Vincent Giroul : « Un rapport de l’INSEAD établit un indice de la compétitivité mondiale des talents. Cette année, la Belgique est classée 15e en termes d’environnement pour le développement des compétences, un résultat très satisfaisant. Cet indice analyse la capacité à développer, attirer et retenir les compétences, mais aussi à se réinventer, à vivre l’échec comme une opportunité. Nous devons tous nous fédérer pour développer ces compétences essentielles pour une économie résiliente. À cet égard, l’alternance figure parmi les dispositifs de formation. C’est une voie possible pour développer le savoir-faire, mais aussi le savoir-être, pour que les personnes développent des compétences qui vont améliorer leur bien-être au travail.
Cette étude citait également un autre chiffre moins réjouissant : au niveau mondial, la proportion des personnes déclarant ne rien pouvoir faire pour se protéger des chocs est passée de 36 % à 43 %. Il est donc essentiel de réenchanter le fait de développer ses compétences, c’est un élément émancipant et nous pouvons tous nous allier pour encourager cet aspect. »
Anne Grzyb : « En 2021, la Flandre a lancé le plan d’action Levenslang Leren, pour diffuser la culture de la formation tout au long de la vie et en créant un écosystème inclusif très large pour unir les différentes forces vives de la société : gouvernement, pouvoirs publics, formation professionnelle, enseignement supérieur, partenaires sociaux, entreprises… Une des initiatives consiste en l’écosystème VAIA, réunissant Unizo, Agoria, les Universités et les Hautes Écoles, qui propose plus de 1500 cours à destination des professionnels, des chercheurs d’emploi, des organismes, des entreprises, des opérateurs de formation. Le but étant de proposer de façon rapide, agile et concertée une offre de formation pour booster les compétences en IA.
En Belgique francophone, il existe encore une certaine marge de progression. Nous restons encore trop en silos. Quand des incitants soutiennent la formation des adultes, ils sont souvent régionalisés et peu adaptés à l’enseignement supérieur. Des améliorations pourraient donc être apportées à l’échelle de l’écosystème pour rendre ces collaborations plus simples, plus agiles et œuvrer dans la même direction. »

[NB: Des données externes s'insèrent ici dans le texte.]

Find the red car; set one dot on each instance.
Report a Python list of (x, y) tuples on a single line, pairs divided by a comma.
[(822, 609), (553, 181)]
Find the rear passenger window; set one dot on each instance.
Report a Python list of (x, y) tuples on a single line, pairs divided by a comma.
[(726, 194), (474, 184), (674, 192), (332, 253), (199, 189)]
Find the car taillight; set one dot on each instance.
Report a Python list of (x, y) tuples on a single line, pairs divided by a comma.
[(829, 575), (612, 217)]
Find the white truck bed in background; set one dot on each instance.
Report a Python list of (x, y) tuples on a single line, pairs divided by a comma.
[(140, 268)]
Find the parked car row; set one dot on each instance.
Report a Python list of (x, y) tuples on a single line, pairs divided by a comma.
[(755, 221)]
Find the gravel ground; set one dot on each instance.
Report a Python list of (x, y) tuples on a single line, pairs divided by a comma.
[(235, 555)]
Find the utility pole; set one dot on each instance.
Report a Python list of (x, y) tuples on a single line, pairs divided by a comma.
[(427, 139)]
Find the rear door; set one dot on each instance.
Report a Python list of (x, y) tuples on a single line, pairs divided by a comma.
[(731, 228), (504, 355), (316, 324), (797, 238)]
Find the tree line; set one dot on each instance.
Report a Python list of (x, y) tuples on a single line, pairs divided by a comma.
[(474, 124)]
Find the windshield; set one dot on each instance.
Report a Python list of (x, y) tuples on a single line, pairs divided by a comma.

La technologie n’est pas une fin : elle doit créer des environnements sûrs pour apprendre, s’adapter et réinventer les pratiques professionnelles.

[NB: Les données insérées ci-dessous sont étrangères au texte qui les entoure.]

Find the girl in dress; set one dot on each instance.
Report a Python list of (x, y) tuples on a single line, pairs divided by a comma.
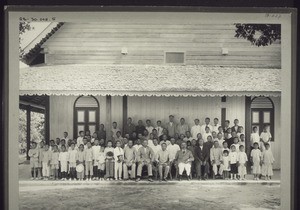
[(267, 162)]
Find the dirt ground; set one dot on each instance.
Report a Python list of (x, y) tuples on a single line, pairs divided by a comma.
[(132, 196)]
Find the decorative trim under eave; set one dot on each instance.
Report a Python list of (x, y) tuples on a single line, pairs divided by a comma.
[(144, 93)]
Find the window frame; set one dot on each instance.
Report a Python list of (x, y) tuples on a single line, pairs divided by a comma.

Adrien Dufour, Directeur Général de la Clinique Saint-Luc Bouge
Valérie Glatigny : « Nous sommes tous d’accord qu’il faut collaborer, mais le mot tabou, c’est celui de la concurrence. La formation est un grand marché où chacun essaie de se positionner en observant ce que fait son voisin, le but étant de capter des marchés. Or, vu le contexte budgétaire, il convient de gérer cet écosystème de manière optimale. Il faut donc être très attentif à ne pas dupliquer les formations, ce qui, par ailleurs, n’empêche en rien les collaborations, avec la nécessité que les écoles secondaires orientent efficacement un jeune qui veut poursuivre sa formation vers l’enseignement pour adultes, qui reste parfois encore un peu méconnu. »

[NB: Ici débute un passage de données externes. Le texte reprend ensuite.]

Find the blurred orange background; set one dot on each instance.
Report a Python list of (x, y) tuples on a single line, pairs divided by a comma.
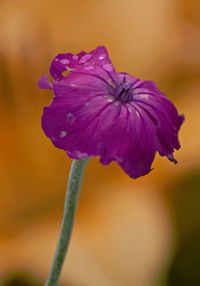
[(143, 232)]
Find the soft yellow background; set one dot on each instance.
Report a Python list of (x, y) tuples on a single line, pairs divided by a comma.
[(127, 232)]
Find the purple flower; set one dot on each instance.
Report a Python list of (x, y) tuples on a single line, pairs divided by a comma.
[(98, 111)]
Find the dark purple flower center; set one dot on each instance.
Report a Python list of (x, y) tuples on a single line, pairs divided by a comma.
[(123, 93)]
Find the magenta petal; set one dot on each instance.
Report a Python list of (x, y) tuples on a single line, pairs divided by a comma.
[(126, 139), (44, 83), (96, 111)]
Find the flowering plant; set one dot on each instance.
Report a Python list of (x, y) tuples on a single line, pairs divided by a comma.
[(97, 111)]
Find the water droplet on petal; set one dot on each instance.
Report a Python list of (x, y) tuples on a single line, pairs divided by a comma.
[(110, 99), (108, 67), (85, 58), (70, 118), (63, 134)]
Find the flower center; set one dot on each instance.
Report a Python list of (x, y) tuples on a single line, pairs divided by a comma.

Laura Beltrame : « Les partenariats publics privés ont permis de mettre en place des centres de compétences pour le secteur technologique et pour l’IT, avec l’enseignement secondaire et les universités représentés au sein des organes d’administration ou des comités scientifiques. Notre objectif est clair : une meilleure adéquation des compétences en fin de formation par rapport aux besoins de nos entreprises et assurer une employabilité correcte de l’individu. Nous pensons que la formation initiale doit encore plus collaborer avec la formation continue pour que la deuxième soit la suite logique de la première. Avec une formation initiale qui se concentre davantage sur des savoirs et techniques de base, et ensuite la formation continue qui assure toujours son rôle de reconversion mais aussi l’actualisation des compétences en lien avec les évolutions, dont les technologiques. Il faudrait travailler davantage dans ce sens avec l’ensemble des acteurs. Imaginons aussi des référentiels de compétences évolutifs, avec des avenants par secteur et en fonction des tendances nouvelles. »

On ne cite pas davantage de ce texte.